If things go right for Zuoro and the subscription-based model continues to grow more popular, there is no denying that this is a company with significant potential. But there are a few problems.

The first problem is that Zuoro is not profitable. While this is hardly unusual for a rapidly growing tech company going public, what is striking is that net losses increased from $39 million in 2017 to $47 million in 2018, while they had decreased from 2016 to 2017. Furthermore, cash and cash equivalents also fell from $72 million in 2017 to $48 million in 2018, and Zuoro also accumulated $14 million in debt.

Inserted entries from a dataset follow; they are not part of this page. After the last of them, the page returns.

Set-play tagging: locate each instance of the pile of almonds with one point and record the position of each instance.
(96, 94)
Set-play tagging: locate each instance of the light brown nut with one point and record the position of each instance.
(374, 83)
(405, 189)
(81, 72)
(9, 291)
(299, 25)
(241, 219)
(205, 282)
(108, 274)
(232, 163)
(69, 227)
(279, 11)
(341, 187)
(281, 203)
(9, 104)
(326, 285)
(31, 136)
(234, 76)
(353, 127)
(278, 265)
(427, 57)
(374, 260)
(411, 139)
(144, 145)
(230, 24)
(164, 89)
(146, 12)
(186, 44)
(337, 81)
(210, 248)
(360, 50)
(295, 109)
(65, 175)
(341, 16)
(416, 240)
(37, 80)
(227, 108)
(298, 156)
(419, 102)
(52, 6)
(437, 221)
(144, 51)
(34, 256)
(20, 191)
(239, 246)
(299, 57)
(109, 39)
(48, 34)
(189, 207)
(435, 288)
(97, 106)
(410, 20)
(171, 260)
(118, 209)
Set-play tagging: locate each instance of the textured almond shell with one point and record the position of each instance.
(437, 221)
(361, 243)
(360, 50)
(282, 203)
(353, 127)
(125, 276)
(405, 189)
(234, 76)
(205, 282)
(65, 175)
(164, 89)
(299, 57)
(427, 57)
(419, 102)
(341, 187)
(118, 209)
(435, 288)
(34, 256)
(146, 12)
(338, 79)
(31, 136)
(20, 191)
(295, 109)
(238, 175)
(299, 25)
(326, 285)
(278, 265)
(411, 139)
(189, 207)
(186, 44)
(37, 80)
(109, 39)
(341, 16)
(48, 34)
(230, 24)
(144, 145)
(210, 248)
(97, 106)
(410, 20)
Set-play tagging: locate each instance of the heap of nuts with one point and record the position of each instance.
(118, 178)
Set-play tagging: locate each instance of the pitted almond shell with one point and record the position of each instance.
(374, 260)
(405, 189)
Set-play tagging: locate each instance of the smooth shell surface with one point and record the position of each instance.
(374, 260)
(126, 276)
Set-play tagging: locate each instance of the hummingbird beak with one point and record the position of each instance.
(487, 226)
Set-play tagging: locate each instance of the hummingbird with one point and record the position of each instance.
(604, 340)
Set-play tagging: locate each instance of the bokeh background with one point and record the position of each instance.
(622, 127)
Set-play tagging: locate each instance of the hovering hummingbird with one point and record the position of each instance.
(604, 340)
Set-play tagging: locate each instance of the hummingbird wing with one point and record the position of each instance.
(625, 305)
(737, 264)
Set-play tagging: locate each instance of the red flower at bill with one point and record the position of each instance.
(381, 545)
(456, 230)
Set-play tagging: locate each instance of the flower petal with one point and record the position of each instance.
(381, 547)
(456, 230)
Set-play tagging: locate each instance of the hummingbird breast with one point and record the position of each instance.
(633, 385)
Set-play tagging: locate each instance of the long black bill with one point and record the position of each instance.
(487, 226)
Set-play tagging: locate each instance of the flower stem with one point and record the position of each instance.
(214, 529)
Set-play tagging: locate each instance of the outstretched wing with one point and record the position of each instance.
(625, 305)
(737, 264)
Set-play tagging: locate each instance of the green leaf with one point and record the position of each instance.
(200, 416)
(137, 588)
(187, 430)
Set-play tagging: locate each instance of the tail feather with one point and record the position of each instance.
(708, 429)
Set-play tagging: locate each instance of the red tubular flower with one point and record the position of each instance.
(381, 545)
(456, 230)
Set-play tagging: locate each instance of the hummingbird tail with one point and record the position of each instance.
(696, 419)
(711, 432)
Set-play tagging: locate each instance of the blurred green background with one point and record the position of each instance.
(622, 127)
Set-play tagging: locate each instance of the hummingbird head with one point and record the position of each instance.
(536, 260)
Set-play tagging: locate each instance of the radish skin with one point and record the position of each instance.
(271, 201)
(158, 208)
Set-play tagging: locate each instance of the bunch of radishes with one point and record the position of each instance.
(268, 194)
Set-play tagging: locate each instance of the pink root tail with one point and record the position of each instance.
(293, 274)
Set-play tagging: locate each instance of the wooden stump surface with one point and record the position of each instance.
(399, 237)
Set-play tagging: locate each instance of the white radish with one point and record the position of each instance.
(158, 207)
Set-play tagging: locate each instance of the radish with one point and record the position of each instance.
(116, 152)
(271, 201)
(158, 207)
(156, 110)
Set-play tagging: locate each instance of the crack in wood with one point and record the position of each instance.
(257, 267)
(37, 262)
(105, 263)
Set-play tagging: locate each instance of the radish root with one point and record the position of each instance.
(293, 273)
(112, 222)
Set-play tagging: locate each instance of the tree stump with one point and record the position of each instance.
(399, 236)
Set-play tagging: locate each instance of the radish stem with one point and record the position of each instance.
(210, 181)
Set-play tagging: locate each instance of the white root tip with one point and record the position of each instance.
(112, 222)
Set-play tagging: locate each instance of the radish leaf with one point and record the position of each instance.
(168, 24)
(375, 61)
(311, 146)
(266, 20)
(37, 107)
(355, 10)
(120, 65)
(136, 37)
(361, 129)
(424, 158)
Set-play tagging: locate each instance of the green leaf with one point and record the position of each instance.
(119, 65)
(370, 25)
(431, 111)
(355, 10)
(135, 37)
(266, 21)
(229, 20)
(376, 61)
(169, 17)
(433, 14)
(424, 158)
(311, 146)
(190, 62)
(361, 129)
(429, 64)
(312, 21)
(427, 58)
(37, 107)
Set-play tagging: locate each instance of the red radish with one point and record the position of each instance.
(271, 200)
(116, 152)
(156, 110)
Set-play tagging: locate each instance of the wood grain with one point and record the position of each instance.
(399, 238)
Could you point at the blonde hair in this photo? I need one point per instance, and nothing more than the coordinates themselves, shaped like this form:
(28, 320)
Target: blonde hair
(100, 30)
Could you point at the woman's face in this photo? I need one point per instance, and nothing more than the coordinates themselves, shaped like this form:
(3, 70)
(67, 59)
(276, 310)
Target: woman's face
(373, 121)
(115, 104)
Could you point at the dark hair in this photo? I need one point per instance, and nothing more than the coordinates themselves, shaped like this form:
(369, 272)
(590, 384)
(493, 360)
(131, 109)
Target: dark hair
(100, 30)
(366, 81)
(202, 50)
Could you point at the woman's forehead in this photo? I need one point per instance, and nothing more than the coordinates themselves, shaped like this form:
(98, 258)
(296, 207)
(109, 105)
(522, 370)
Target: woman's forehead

Zuoro can brush the lack of profitability aside by pointing to its current growth, but there are a few concerns. First is that while Zuoro may have found itself a unique niche, it faces heavy competition from other larger companies such as Microsoft (NASDAQ:MSFT) and Oracle (NYSE:ORCL) which also help enterprising online businesses. They are not as dependent on the subscription market which some analysts worry could be reaching a tipping point instead of growing further. And at the valuation of $2 billion, you are looking at a price to sales ratio of 12, which is higher than its competitors.

Potential, but not enough

Zuoro had initially indicated that its share price would be around $10, and this company at $10 is a steal and at $14 is a solid buy.

But the situation starts to change at $20. Zuoro could still work out at that price level, given its potential in a subscription market which should likely continue to grow for the foreseeable future. But it faces significant competition and real challenges towards becoming profitable, and the stock is no longer as cheap compared to its peers.

There is nothing wrong with buying Zuoro now and betting on its long term potential. But I suspect the stock will fall in value once the inevitable IPO hype wears off, especially as buyers are salivating for practically any tech IPO given recent successes. Wait for the stock to fall, and you could be getting a great value buy which could pay off well over the long run.